NOVOMEYSKY, MOSHE (1873–1961), industrial pioneer in Ereẓ Israel. Born in Barguzin, a village on Lake Baikal in Siberia, Novomeysky attended a secondary school in Irkutsk, graduated as a mining engineer in Germany, and engaged in gold mining in Siberia. He received a Jewish upbringing and became involved in Zionism, although the Russian revolutionary movement also attracted him and he spent some time in prison. While in Germany in 1906, he became interested in a study of the potentialities of the Dead Sea as a source of valuable chemicals for industrial use. He visited Ereẓ Israel before World War I and participated in the establishment of the Palestine Industrial Syndicate in Berlin. During the war and the Russian Revolution, he was active in Jewish affairs in Siberia and became head of the National Council of Siberian Jews and of the regional Zionist Organization. When the Bolsheviks came to power he left Siberia and settled in Palestine in 1920, where he took first steps toward the realization of his plans for the exploitation of the Dead Sea. It took some ten years to obtain the necessary concession in the face of opposition in the British Parliament; but eventually his Palestine Potash Company became the most important enterprise of its kind in the Middle East. During the Israel War of *Independence (1948), the Potash Works on the north of the Dead Sea were evacuated and totally destroyed by the Arab forces, and only the plant erected in the south, near Sedom, survived. After the establishment of the State of Israel, the Potash Company, registered in Britain, was replaced by an Israel company under government control. Novomeysky was also a founder of Fertilizers and Chemicals, another large chemical enterprise in Haifa.

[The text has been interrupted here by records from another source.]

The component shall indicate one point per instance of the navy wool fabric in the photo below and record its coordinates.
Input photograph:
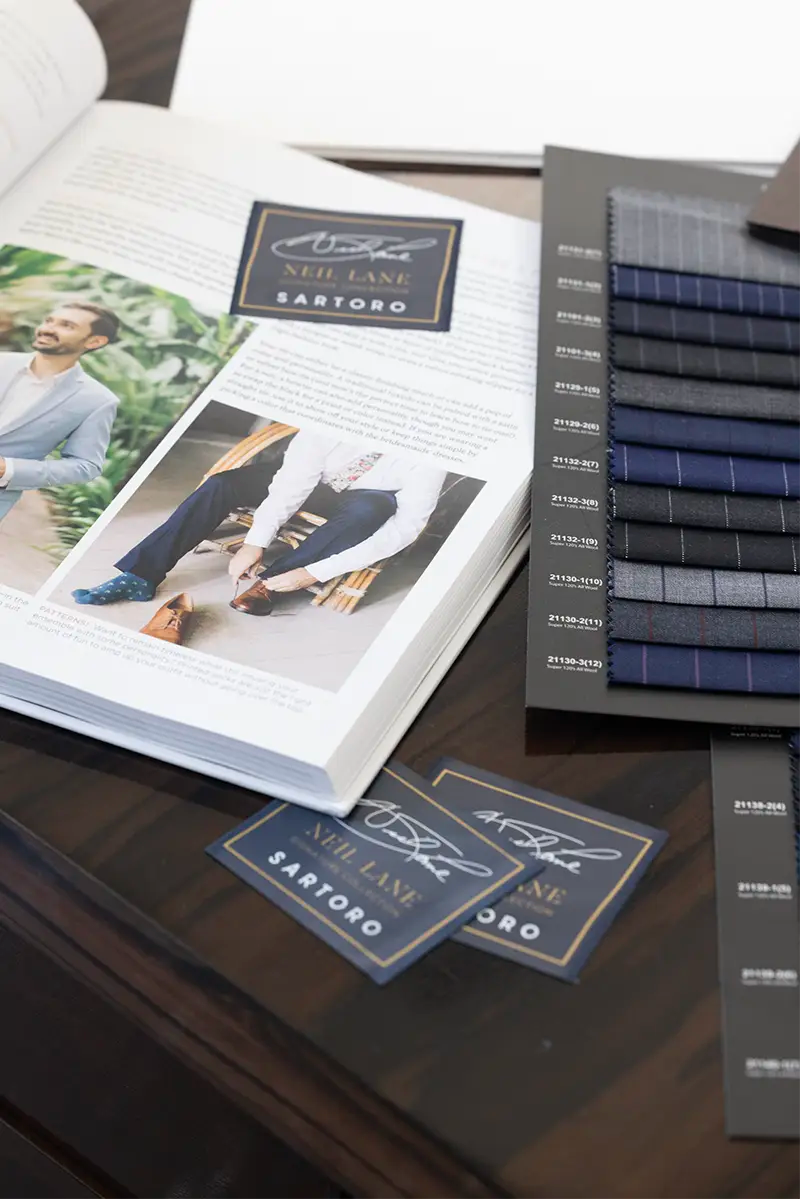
(704, 471)
(705, 291)
(693, 234)
(704, 586)
(705, 397)
(729, 550)
(707, 327)
(705, 510)
(715, 434)
(729, 628)
(699, 669)
(691, 361)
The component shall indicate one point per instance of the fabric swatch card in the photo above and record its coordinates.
(386, 884)
(590, 862)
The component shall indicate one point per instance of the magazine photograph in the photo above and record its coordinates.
(94, 368)
(250, 518)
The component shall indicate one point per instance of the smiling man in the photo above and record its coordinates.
(48, 401)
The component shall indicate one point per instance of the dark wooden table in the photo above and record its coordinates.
(167, 1034)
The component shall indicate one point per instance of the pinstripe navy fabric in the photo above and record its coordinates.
(714, 434)
(705, 510)
(704, 471)
(731, 628)
(732, 550)
(705, 397)
(699, 669)
(704, 291)
(696, 235)
(708, 327)
(707, 588)
(692, 361)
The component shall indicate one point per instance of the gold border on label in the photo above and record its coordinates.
(242, 302)
(518, 868)
(624, 832)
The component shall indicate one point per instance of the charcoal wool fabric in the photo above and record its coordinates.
(729, 550)
(731, 628)
(705, 510)
(690, 361)
(705, 397)
(704, 471)
(696, 235)
(705, 291)
(674, 666)
(707, 588)
(707, 327)
(714, 434)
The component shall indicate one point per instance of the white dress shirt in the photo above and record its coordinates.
(313, 458)
(22, 395)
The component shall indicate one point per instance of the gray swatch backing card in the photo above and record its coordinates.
(589, 861)
(348, 267)
(386, 884)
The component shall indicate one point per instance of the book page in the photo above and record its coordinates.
(52, 68)
(433, 432)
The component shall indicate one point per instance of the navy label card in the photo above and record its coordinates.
(589, 861)
(348, 269)
(385, 885)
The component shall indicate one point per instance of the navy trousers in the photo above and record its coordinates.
(356, 514)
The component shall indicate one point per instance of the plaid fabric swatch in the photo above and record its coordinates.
(704, 291)
(707, 588)
(716, 434)
(704, 471)
(707, 327)
(729, 628)
(696, 235)
(705, 510)
(705, 397)
(731, 550)
(705, 361)
(698, 669)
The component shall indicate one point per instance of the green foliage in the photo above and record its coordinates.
(167, 353)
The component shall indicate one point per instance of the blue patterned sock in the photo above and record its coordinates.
(126, 586)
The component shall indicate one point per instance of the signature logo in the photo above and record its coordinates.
(323, 246)
(547, 844)
(390, 829)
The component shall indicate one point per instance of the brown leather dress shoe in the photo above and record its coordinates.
(172, 619)
(254, 602)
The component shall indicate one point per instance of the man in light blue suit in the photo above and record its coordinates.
(47, 399)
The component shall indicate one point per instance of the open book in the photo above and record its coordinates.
(246, 546)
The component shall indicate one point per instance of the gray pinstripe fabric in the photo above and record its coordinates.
(705, 510)
(713, 589)
(728, 628)
(689, 360)
(705, 397)
(693, 234)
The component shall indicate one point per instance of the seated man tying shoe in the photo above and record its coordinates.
(382, 504)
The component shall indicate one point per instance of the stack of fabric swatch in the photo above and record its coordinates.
(704, 456)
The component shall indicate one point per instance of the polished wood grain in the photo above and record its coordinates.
(464, 1077)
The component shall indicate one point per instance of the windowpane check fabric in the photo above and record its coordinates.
(707, 327)
(715, 434)
(705, 510)
(704, 291)
(692, 361)
(732, 628)
(705, 547)
(699, 669)
(696, 235)
(707, 588)
(704, 471)
(705, 397)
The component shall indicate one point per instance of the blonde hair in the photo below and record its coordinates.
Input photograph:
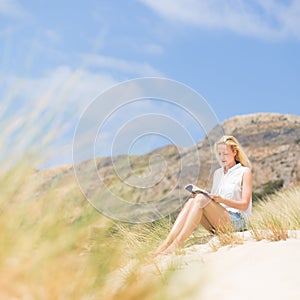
(240, 156)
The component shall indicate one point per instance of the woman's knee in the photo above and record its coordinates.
(201, 201)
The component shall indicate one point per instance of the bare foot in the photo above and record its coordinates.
(171, 249)
(159, 250)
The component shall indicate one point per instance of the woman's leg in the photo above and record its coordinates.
(177, 226)
(192, 221)
(217, 216)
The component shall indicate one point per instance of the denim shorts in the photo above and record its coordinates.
(238, 221)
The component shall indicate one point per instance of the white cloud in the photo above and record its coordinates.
(12, 8)
(262, 18)
(129, 67)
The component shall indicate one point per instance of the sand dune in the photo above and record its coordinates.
(252, 270)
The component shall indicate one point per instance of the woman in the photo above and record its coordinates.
(229, 204)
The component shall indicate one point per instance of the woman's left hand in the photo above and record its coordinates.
(217, 198)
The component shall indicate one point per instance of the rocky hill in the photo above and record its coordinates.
(272, 142)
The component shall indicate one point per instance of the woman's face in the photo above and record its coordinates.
(226, 155)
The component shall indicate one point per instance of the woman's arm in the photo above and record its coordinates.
(246, 193)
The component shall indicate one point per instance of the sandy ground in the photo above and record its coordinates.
(252, 270)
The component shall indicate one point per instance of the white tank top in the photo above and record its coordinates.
(229, 186)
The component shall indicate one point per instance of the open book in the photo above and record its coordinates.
(195, 190)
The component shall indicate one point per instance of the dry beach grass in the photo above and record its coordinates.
(59, 247)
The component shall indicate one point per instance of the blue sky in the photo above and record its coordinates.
(241, 56)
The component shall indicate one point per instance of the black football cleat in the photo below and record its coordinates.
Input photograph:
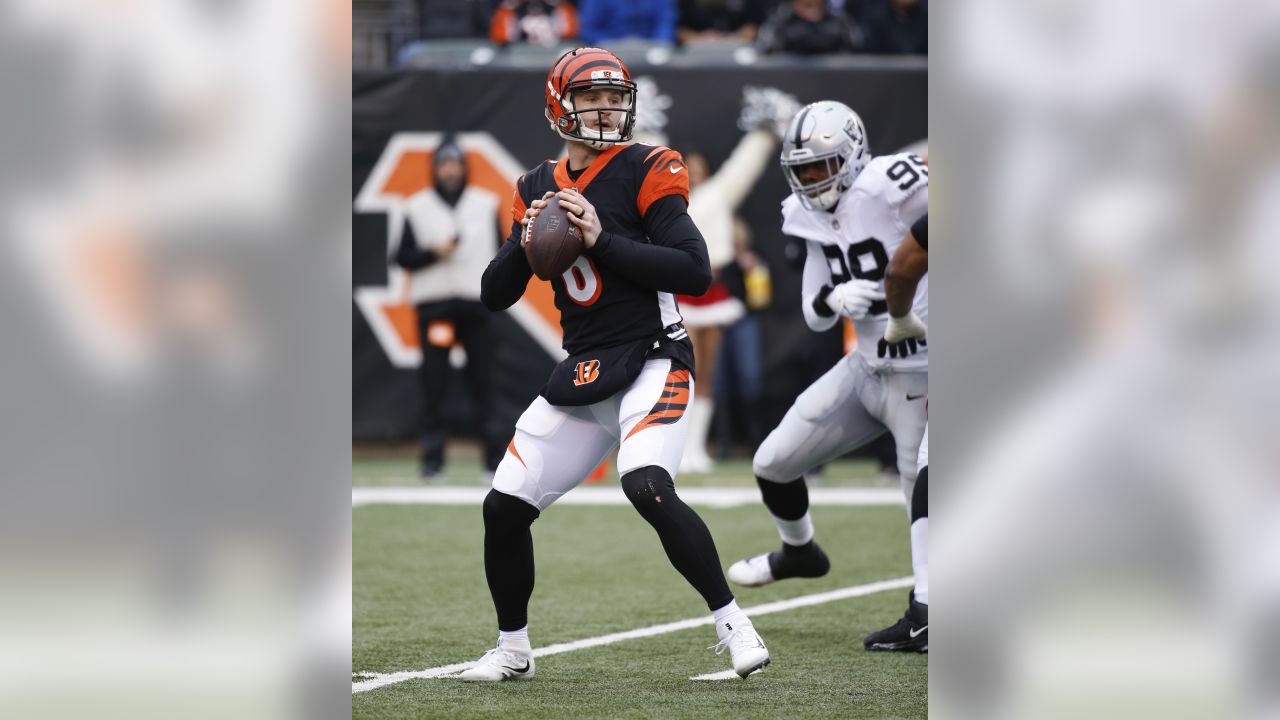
(909, 634)
(791, 561)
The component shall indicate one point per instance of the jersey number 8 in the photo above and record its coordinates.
(873, 269)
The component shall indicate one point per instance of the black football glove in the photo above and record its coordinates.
(905, 349)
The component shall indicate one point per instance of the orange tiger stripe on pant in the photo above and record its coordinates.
(671, 404)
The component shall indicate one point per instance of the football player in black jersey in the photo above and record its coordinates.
(630, 372)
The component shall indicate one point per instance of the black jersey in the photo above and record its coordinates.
(622, 290)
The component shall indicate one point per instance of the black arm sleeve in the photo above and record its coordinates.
(408, 255)
(507, 276)
(920, 231)
(676, 259)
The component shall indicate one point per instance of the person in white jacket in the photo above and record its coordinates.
(448, 238)
(712, 201)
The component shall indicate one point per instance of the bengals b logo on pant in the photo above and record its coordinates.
(586, 372)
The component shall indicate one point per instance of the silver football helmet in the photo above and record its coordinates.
(823, 136)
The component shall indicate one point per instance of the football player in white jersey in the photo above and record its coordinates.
(851, 210)
(905, 270)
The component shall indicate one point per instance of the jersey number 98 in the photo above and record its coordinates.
(867, 261)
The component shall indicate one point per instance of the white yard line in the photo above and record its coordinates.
(383, 679)
(612, 495)
(721, 675)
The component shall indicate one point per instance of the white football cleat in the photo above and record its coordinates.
(753, 572)
(511, 660)
(745, 647)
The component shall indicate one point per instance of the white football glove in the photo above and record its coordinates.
(767, 108)
(904, 328)
(854, 297)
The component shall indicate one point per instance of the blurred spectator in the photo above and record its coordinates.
(451, 235)
(711, 21)
(808, 27)
(452, 18)
(712, 201)
(741, 360)
(538, 22)
(892, 27)
(617, 19)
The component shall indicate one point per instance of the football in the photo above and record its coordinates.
(554, 242)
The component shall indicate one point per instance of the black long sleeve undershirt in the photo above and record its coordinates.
(675, 260)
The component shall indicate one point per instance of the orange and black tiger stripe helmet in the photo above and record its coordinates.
(580, 69)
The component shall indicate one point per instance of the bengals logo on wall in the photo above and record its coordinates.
(402, 171)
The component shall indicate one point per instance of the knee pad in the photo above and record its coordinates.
(647, 487)
(503, 511)
(920, 495)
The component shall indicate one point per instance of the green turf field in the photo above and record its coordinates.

Apart from his intensive work in the economic field, Novomeysky devoted much time to public affairs. For a time after he settled in Palestine, he acted as treasurer of the *Haganah. He was a founder of the Palestine Economic Society for the study of the country's economic problems. Deeply interested in the Arab question, he succeeded in establishing good relations with the Trans-Jordanian authorities and the hundreds of Arabs employed by his company. In later years he devoted his time to writing his reminiscences, My Siberian Life (1956), and the story of the Dead Sea concession, Given to Salt (1958). He died in Paris and was buried in Tel Aviv.